The tag line, "Change begins with a whisper," prompted us to ask what sort of change, if any, takes place in the course of The Help. Reading documents from the Civil Rights Movement and the Women's Rights/Women's Liberation movement extends the question. What sorts of changes were called for? What changes were actually accomplished?
More bluntly, how is the United States different now than it was before, say, Brown v. Board of Education in the mid-1950s or before Title IX? Thinking about this question, I'm reminded of our earlier observations about the interaction of social constraints and permissions with individual action. Some constraints have been lifted by legal changes, thus opening up possibilities. The likelihood of a person walking through the open doors is effected by factors beyond legality: access to quality education, family expectations, health, and many more. And so much depends upon the measures we use to make comparisons and the scale of our sample. Have women achieved the goal of equal pay for equal work? Has this woman, employed in this company, achieved equal pay for each work?

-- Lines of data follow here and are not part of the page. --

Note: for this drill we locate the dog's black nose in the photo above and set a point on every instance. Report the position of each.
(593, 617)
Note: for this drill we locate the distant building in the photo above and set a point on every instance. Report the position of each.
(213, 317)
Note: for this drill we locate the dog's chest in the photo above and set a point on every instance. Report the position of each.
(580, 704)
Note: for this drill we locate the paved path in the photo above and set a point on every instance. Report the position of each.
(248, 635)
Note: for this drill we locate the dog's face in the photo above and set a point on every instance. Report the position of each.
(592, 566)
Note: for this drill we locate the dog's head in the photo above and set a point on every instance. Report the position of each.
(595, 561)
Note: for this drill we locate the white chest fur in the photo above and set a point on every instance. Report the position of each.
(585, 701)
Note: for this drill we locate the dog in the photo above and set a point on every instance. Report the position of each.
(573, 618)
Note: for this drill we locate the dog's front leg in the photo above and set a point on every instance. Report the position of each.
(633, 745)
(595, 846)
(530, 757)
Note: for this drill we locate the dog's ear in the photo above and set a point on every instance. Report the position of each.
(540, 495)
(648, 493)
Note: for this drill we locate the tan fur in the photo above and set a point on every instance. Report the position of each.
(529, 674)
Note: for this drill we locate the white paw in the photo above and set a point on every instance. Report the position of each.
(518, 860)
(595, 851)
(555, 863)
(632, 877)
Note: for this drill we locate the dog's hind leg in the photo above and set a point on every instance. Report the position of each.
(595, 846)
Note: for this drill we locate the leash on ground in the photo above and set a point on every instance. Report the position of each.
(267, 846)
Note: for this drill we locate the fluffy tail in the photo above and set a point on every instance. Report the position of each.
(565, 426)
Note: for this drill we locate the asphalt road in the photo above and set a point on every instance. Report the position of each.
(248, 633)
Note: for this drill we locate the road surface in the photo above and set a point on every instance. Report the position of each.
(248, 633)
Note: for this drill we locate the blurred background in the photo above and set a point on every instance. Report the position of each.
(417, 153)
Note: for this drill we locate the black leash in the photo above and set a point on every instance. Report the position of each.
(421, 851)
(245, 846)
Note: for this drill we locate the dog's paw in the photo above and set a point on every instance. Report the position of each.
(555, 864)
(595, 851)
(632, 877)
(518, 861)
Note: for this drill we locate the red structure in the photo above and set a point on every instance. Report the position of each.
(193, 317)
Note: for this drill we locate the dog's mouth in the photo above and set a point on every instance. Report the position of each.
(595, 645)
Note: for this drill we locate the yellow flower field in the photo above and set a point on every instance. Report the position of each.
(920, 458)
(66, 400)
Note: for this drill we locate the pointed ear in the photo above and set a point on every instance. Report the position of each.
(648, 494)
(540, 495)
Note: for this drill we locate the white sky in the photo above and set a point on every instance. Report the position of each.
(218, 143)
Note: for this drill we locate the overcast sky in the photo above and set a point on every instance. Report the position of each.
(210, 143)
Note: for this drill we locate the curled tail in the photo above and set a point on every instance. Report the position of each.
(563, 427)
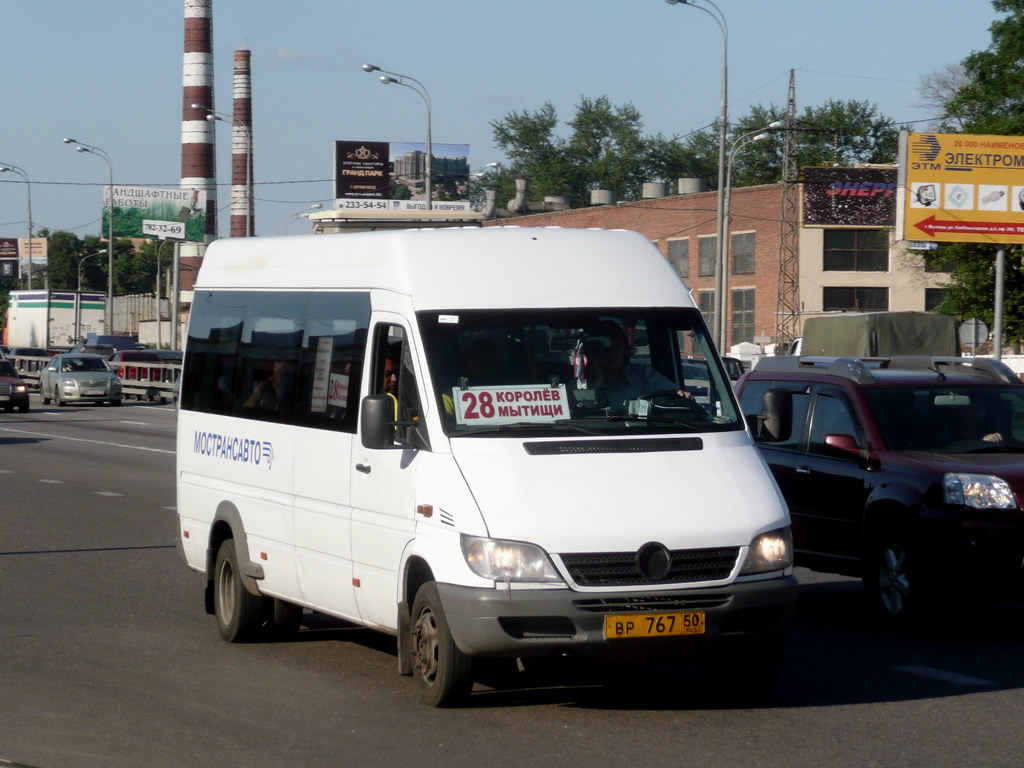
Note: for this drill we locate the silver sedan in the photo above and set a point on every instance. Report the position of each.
(79, 378)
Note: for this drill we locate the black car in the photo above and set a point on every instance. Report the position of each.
(906, 472)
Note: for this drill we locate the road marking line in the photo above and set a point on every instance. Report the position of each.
(946, 677)
(82, 439)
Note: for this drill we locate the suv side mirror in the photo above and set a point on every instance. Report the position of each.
(775, 419)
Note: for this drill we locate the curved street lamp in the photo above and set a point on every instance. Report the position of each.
(759, 134)
(719, 332)
(221, 117)
(387, 78)
(109, 310)
(10, 167)
(302, 214)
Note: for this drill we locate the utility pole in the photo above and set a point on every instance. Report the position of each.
(787, 307)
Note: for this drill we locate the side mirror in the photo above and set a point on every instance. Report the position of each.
(377, 422)
(775, 417)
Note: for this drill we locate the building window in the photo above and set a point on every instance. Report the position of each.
(706, 301)
(856, 251)
(742, 253)
(742, 315)
(842, 299)
(679, 256)
(934, 297)
(708, 256)
(936, 263)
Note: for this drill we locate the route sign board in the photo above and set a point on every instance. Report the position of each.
(961, 188)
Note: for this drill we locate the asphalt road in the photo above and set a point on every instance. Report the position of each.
(108, 658)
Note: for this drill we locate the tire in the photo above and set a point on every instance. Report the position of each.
(444, 673)
(238, 611)
(889, 579)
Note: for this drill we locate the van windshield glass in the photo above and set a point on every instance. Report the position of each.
(572, 371)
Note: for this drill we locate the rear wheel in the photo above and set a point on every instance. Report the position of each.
(443, 672)
(237, 610)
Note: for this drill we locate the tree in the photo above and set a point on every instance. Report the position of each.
(988, 100)
(606, 150)
(844, 133)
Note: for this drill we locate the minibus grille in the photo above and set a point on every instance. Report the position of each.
(621, 568)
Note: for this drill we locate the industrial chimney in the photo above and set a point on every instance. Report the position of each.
(198, 134)
(243, 206)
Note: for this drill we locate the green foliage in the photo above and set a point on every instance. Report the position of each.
(992, 99)
(606, 150)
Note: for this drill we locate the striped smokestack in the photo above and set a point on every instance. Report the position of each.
(199, 170)
(243, 206)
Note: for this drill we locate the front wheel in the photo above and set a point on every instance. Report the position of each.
(442, 670)
(888, 579)
(237, 610)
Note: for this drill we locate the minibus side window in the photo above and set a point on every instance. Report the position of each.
(393, 375)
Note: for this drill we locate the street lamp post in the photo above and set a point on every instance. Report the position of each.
(78, 309)
(214, 115)
(393, 77)
(109, 310)
(720, 303)
(4, 168)
(302, 214)
(739, 142)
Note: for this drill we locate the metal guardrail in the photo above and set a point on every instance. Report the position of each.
(152, 381)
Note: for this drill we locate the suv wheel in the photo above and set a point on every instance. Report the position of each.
(889, 578)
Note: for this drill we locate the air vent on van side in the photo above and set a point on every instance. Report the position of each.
(560, 448)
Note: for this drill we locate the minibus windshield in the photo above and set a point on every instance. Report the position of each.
(571, 371)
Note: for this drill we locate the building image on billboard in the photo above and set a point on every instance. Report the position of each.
(382, 170)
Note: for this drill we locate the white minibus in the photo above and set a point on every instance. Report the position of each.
(482, 442)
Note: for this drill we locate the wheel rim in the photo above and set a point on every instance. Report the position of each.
(225, 591)
(894, 586)
(425, 645)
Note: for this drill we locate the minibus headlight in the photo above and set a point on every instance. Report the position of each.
(979, 492)
(508, 561)
(771, 551)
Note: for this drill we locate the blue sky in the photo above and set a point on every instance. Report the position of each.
(109, 73)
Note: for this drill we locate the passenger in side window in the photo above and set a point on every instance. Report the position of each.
(269, 393)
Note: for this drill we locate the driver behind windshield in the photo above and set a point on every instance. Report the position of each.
(613, 376)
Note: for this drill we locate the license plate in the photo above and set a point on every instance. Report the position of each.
(653, 625)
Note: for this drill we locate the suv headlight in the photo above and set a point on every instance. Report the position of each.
(979, 492)
(508, 561)
(770, 551)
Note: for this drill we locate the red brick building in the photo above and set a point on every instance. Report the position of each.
(685, 228)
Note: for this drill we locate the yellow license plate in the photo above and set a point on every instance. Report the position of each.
(653, 625)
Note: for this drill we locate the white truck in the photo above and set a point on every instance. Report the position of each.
(53, 318)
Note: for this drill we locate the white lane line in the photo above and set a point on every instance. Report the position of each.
(82, 439)
(946, 677)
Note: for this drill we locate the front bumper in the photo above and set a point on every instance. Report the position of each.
(545, 623)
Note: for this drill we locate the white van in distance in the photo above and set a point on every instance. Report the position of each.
(481, 441)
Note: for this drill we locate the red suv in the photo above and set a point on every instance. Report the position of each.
(907, 472)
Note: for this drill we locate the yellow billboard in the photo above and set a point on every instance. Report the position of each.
(962, 188)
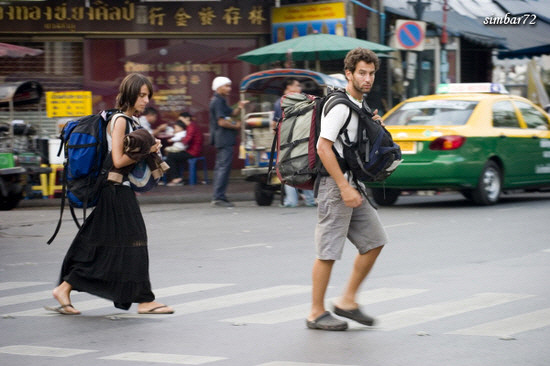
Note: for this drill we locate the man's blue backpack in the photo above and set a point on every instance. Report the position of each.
(87, 162)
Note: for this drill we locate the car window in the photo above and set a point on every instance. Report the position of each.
(504, 115)
(432, 113)
(532, 117)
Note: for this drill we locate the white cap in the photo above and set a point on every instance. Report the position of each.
(220, 81)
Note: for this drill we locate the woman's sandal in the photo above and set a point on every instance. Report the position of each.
(62, 309)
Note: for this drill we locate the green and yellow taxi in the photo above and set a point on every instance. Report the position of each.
(473, 138)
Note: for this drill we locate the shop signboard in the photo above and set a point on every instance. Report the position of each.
(117, 17)
(299, 20)
(68, 103)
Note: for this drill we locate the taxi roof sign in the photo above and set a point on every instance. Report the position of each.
(493, 88)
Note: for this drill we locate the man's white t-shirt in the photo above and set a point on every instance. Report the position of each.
(332, 123)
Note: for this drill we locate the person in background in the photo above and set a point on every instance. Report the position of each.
(188, 146)
(291, 85)
(223, 135)
(148, 120)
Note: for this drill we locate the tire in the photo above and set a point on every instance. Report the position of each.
(385, 196)
(10, 201)
(263, 194)
(467, 193)
(489, 186)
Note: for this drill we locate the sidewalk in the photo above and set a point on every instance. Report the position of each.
(238, 190)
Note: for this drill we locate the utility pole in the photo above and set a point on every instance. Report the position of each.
(415, 58)
(444, 62)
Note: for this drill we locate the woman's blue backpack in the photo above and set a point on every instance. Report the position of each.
(86, 164)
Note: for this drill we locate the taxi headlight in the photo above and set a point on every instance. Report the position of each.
(450, 142)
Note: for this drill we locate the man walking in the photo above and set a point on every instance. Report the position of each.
(342, 211)
(223, 135)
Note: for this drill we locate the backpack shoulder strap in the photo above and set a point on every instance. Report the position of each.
(339, 97)
(114, 118)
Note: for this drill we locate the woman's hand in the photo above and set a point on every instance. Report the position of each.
(156, 147)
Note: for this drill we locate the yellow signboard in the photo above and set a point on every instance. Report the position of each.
(298, 20)
(307, 12)
(68, 104)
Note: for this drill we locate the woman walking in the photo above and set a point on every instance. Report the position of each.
(109, 257)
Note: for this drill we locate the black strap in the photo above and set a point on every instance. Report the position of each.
(63, 194)
(273, 147)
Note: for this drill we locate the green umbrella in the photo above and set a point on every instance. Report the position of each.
(317, 46)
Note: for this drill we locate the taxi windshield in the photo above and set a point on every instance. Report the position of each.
(432, 113)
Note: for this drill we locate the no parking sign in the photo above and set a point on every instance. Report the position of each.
(410, 35)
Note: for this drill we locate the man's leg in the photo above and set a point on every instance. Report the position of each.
(320, 276)
(361, 268)
(222, 170)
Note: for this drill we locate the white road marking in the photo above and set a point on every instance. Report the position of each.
(102, 303)
(12, 285)
(246, 297)
(285, 363)
(23, 350)
(422, 314)
(246, 246)
(509, 326)
(301, 311)
(400, 224)
(163, 358)
(23, 298)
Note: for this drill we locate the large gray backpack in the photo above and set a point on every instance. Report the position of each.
(370, 158)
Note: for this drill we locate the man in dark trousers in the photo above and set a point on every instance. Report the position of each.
(223, 135)
(343, 213)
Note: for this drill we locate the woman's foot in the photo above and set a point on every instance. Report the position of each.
(62, 294)
(175, 181)
(154, 308)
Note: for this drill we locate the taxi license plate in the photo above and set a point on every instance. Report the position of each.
(407, 147)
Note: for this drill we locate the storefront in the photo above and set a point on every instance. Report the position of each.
(92, 45)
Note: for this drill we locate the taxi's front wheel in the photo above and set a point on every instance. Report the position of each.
(489, 186)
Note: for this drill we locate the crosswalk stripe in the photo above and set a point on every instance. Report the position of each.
(23, 298)
(509, 326)
(23, 350)
(422, 314)
(246, 297)
(163, 358)
(285, 363)
(12, 285)
(301, 311)
(102, 303)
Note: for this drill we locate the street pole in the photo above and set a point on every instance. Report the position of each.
(444, 62)
(418, 6)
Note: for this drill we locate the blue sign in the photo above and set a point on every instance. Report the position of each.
(410, 35)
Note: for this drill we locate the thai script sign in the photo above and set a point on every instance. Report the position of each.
(68, 104)
(299, 20)
(110, 16)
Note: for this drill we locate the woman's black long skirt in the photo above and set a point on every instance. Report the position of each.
(108, 257)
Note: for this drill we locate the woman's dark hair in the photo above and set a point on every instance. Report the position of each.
(360, 54)
(129, 91)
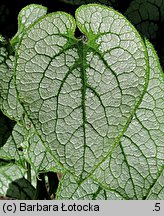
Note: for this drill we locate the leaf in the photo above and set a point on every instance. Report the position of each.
(136, 166)
(81, 95)
(9, 173)
(87, 190)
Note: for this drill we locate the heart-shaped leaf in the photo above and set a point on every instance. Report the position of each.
(81, 94)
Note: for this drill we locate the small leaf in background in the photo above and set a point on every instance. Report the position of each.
(9, 173)
(80, 2)
(147, 16)
(135, 168)
(21, 189)
(6, 126)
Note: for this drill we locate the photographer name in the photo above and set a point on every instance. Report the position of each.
(60, 207)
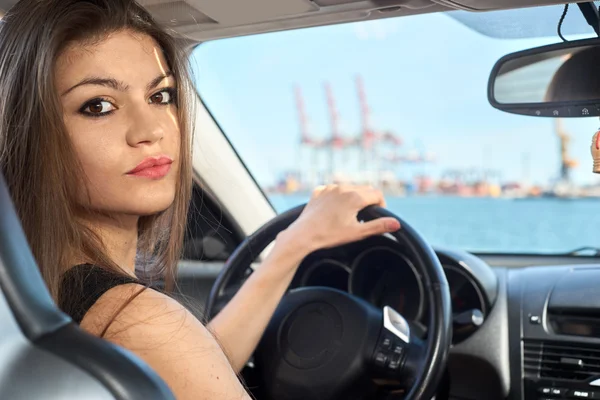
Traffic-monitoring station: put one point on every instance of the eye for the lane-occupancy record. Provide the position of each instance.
(97, 107)
(165, 96)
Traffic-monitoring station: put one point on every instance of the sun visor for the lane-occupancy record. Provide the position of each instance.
(489, 5)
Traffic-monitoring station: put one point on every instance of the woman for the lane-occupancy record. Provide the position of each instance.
(95, 147)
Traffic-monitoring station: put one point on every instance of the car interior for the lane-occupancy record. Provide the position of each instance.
(425, 321)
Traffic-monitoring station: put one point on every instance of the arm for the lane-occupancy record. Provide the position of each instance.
(240, 325)
(169, 339)
(328, 220)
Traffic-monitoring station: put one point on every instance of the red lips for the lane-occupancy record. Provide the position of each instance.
(152, 167)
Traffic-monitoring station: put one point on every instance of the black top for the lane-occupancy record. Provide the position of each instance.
(82, 286)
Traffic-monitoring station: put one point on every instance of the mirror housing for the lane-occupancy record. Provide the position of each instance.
(557, 81)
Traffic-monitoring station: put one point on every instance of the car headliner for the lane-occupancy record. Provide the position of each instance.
(201, 20)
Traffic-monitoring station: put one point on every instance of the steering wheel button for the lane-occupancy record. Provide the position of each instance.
(386, 343)
(394, 364)
(380, 359)
(580, 394)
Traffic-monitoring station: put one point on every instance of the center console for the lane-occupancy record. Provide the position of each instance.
(559, 340)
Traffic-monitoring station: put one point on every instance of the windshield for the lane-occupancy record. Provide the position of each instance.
(402, 104)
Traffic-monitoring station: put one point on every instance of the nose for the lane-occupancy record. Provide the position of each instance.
(148, 125)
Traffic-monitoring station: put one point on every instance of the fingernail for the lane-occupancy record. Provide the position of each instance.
(392, 225)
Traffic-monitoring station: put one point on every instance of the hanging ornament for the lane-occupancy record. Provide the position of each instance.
(596, 151)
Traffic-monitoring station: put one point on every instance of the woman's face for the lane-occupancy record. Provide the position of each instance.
(119, 107)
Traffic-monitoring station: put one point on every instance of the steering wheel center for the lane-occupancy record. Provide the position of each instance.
(313, 334)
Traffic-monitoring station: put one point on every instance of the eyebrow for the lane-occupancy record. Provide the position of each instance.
(115, 84)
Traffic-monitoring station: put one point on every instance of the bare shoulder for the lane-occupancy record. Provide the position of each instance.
(169, 338)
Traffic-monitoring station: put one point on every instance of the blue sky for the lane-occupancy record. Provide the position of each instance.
(425, 77)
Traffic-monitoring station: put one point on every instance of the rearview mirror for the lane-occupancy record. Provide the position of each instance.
(561, 80)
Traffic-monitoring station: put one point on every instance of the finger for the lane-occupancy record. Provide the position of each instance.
(371, 196)
(318, 190)
(379, 226)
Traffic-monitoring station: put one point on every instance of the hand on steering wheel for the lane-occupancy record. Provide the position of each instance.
(322, 343)
(329, 218)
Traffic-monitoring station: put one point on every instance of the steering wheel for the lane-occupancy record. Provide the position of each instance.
(322, 343)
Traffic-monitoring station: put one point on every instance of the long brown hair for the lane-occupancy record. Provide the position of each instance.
(36, 157)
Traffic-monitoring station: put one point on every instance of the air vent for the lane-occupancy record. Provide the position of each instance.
(557, 360)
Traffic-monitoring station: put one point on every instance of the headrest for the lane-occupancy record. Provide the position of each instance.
(20, 279)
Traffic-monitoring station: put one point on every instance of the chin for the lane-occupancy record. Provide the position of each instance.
(152, 204)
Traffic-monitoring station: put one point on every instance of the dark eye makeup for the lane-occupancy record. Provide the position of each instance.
(97, 103)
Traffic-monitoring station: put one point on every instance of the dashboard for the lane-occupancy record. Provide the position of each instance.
(527, 333)
(381, 272)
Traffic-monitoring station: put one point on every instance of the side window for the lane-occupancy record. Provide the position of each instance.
(210, 234)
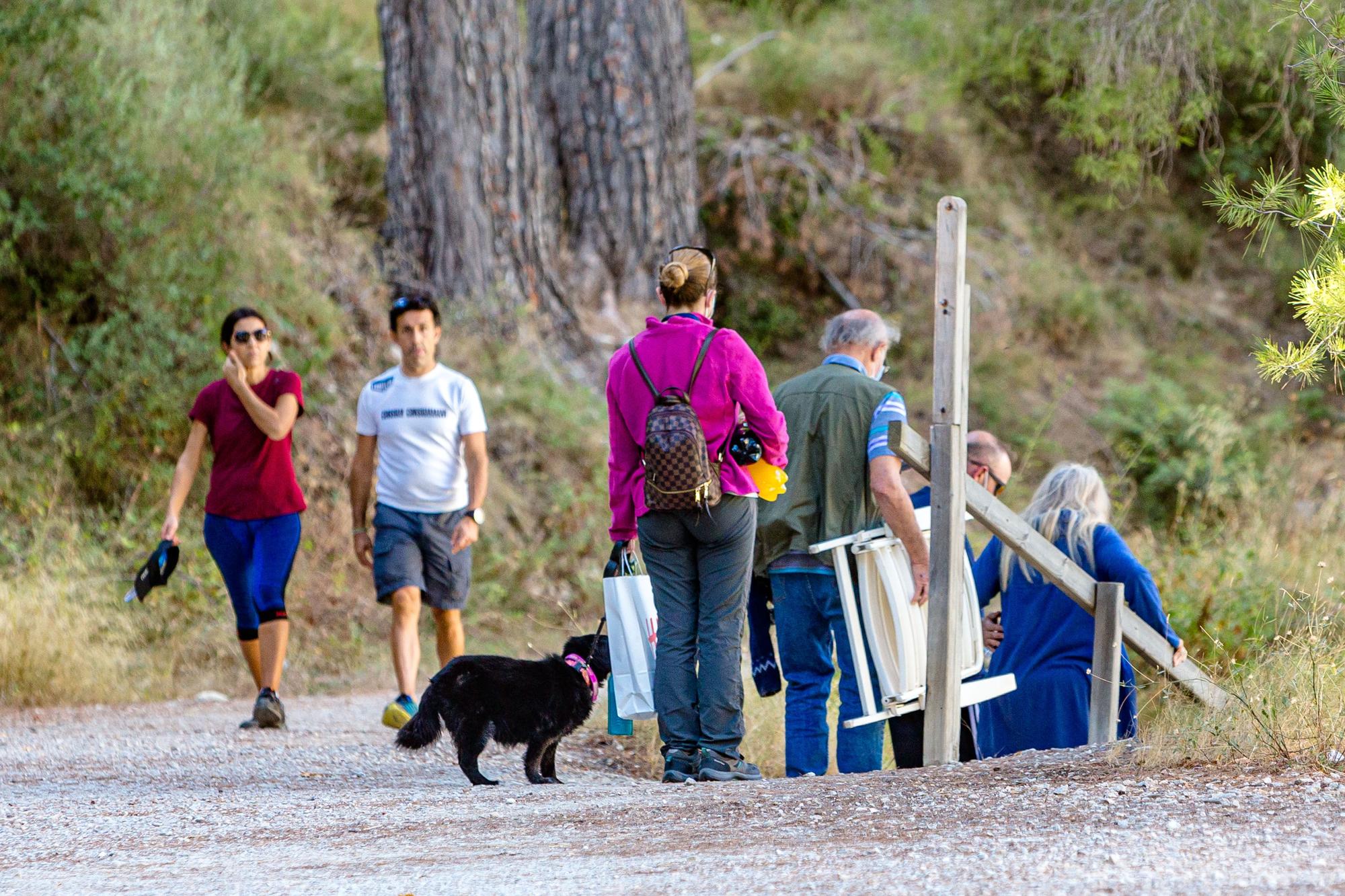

While the temptation to ask, "Are Americans happier now?" lurks, I think that the question is too vague. Has the "problem that has no name" disappeared? That might be a question we could tackle with some survey data and a look at a range of publications. My hunch is that we'd find that it has not been eradicated, but that there is less of it. What kind of changes are involved? Some are in educational policy and practice, some are economic, some are personal. What has not gone away: the persistent tension between self-interest and commitment to groups including the people to whom one is most intimately related.